Below is the configuration file servers/benchmark/parameter.yaml:
/images/yaml.svgservers/benchmark/parameter.yaml
benchmark:
  name: asqa
  path: data/sample_asqa_5.jsonl
  key_map:
    q_ls: question
    gt_ls: golden_answers
  shuffle: false
  seed: 42
  limit: 2
  • name: Dataset name, used for logging, debugging, or identifying the currently loaded dataset in the system.
  • path: Data file path, serves as the entry point for the get_data utility.
  • key_map: Field mapping table, specifies which fields to extract from each sample and sets their aliases.

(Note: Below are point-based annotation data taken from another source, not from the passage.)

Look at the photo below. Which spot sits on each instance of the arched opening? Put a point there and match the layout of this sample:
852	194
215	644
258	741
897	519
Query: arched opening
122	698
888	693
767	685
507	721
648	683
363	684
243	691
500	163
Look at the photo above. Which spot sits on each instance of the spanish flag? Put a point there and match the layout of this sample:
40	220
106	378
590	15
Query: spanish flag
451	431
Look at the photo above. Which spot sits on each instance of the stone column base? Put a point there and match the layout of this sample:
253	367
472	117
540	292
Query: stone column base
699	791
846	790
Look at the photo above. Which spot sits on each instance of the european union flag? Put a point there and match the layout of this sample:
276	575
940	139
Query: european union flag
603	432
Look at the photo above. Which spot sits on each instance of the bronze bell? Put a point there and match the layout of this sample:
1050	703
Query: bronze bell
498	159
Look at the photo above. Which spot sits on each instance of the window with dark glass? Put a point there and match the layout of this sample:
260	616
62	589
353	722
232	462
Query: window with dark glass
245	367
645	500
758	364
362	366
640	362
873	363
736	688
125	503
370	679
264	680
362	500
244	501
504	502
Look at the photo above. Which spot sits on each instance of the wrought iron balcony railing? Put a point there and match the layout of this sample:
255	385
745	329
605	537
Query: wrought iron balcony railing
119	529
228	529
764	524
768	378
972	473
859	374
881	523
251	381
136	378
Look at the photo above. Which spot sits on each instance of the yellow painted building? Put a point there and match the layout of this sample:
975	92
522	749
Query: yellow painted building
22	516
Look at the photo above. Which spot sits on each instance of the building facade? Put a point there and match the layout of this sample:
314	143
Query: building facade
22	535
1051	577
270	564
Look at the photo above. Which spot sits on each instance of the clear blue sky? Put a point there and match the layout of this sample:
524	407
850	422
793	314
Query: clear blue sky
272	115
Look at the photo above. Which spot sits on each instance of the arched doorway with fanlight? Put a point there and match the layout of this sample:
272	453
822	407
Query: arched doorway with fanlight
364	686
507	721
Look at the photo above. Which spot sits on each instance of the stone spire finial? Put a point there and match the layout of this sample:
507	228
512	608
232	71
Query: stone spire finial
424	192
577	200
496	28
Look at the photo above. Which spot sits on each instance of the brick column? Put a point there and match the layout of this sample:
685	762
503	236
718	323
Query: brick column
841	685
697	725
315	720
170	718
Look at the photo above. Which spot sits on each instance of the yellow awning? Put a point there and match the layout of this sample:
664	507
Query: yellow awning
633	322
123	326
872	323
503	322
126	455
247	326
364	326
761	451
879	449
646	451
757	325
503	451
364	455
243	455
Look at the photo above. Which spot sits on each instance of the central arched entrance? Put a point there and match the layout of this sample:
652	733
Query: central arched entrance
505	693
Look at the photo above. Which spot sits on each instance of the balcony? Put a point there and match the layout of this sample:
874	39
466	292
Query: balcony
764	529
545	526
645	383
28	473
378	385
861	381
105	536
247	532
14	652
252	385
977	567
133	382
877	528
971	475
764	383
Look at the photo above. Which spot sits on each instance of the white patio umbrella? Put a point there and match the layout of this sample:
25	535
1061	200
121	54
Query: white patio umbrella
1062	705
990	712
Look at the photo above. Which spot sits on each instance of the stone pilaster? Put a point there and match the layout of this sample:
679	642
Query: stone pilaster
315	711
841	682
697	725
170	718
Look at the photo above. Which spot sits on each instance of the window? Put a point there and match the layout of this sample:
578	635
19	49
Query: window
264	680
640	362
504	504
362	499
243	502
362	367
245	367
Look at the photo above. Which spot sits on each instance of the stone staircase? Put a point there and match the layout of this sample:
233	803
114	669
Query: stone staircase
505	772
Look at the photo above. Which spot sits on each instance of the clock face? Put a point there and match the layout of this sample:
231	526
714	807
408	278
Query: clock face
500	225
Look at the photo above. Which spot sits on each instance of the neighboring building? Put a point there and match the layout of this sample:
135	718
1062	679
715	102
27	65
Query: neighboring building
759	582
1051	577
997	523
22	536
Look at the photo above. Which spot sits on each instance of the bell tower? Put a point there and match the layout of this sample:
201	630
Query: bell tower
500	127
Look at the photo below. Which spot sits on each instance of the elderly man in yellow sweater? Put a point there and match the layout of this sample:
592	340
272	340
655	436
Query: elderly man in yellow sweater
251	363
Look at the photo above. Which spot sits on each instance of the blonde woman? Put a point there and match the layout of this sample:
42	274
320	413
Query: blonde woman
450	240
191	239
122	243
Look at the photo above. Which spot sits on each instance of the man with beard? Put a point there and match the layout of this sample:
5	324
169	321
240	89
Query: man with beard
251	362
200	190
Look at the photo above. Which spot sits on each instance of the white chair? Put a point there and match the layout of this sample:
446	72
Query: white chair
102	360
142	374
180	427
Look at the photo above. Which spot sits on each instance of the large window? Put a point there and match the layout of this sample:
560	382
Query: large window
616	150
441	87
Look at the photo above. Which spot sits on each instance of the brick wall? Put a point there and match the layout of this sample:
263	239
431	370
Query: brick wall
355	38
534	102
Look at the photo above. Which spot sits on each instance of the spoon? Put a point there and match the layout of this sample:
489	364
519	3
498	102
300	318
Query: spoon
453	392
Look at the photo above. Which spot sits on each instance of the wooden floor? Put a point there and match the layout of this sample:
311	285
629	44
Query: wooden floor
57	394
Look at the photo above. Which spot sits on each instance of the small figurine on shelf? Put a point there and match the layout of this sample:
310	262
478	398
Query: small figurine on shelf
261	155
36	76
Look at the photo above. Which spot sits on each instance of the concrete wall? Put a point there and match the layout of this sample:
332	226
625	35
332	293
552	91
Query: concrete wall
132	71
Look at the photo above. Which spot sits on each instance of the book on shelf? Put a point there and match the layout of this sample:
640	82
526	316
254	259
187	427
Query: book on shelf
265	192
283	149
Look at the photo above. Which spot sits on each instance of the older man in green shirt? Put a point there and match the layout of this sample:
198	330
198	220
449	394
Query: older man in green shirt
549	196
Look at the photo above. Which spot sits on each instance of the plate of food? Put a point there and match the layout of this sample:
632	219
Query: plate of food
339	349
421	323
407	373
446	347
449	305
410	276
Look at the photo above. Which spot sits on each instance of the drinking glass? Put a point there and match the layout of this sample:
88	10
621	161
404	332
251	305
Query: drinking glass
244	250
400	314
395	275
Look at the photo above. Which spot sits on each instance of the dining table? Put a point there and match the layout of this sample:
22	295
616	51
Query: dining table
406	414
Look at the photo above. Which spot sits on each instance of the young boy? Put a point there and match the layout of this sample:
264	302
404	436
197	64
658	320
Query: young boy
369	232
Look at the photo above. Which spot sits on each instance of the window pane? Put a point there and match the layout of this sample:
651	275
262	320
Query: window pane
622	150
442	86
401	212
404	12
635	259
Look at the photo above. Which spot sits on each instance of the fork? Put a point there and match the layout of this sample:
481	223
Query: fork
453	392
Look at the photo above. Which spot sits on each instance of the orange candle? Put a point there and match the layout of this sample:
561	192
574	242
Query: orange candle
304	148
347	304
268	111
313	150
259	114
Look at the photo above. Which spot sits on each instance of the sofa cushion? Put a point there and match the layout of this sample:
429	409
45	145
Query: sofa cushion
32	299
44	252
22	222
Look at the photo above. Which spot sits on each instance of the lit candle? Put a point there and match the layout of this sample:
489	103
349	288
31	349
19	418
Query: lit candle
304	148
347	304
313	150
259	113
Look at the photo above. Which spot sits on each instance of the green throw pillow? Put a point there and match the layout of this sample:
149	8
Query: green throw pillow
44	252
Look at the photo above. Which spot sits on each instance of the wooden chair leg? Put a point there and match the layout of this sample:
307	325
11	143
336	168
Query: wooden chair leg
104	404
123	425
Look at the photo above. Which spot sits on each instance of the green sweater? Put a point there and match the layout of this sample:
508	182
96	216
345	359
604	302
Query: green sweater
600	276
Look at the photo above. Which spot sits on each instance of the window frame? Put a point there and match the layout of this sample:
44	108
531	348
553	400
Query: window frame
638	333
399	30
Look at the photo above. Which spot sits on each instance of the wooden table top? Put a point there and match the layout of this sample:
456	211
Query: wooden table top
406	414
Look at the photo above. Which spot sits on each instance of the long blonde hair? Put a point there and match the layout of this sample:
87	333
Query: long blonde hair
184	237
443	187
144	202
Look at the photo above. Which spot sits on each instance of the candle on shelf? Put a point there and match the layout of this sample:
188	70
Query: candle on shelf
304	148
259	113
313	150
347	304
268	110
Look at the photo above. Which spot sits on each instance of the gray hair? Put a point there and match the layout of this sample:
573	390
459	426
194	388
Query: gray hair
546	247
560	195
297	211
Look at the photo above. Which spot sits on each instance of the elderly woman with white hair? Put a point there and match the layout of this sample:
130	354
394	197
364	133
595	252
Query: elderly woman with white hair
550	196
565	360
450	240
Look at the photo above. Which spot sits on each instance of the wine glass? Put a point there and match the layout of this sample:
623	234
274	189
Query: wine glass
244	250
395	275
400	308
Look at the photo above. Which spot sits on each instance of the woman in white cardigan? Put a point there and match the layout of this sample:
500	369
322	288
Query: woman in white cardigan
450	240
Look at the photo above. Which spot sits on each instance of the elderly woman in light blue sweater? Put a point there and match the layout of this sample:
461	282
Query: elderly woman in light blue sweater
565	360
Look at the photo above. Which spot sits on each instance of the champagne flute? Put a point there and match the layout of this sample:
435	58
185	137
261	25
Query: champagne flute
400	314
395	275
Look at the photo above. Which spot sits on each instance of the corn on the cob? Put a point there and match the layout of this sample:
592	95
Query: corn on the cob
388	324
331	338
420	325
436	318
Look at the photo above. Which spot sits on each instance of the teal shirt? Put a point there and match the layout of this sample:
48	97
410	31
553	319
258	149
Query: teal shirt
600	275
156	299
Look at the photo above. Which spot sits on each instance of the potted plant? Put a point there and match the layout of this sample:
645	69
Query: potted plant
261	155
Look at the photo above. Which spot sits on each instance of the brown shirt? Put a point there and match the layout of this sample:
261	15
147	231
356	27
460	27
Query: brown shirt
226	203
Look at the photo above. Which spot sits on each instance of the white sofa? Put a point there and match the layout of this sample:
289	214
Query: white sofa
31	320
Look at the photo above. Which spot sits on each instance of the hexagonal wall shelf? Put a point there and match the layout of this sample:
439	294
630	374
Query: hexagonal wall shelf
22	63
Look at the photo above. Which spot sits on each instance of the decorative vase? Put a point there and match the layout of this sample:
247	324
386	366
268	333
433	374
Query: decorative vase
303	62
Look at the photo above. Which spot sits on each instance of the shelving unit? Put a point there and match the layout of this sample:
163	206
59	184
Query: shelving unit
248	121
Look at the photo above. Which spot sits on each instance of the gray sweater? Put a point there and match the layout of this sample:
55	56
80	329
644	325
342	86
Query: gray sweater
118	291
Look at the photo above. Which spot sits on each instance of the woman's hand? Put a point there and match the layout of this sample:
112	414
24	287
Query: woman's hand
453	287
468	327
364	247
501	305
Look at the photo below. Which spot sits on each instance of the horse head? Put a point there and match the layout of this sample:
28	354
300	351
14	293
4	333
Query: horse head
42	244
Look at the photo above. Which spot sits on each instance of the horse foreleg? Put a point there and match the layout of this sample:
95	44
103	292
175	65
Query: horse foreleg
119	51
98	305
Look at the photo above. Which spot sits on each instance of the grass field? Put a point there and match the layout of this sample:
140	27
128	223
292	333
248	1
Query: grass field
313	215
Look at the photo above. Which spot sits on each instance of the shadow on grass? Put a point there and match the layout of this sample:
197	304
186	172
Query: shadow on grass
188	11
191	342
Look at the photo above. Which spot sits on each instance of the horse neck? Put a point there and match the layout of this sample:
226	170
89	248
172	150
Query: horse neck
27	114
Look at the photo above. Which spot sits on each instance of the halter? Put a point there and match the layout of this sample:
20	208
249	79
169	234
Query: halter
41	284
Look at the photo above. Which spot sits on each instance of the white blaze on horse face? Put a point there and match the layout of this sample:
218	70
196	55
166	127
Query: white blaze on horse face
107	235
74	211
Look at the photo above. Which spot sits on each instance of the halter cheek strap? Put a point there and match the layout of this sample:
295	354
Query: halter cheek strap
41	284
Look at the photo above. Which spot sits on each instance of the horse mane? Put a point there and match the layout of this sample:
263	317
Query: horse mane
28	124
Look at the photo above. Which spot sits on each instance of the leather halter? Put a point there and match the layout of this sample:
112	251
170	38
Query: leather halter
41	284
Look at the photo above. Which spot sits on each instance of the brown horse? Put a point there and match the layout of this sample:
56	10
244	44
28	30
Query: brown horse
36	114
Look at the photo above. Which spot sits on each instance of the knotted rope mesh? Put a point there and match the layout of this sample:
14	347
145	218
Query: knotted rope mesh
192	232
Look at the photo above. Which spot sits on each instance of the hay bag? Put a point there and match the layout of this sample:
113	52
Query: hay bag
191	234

    • For example: q_ls: question means mapping the original field question to q_ls.
    • To add extra fields, extend here, such as p_ls: retrieved_passage.
  • shuffle: Whether to enable random sampling.
  • seed: Set random seed.
  • limit: Number of samples to load; -1 means loading all data.

Tool Functions

  • get_data: This utility function is used to load and parse data during the preprocessing phase, extracting key fields (such as questions, answers, retrieved passages, etc.) for downstream modules.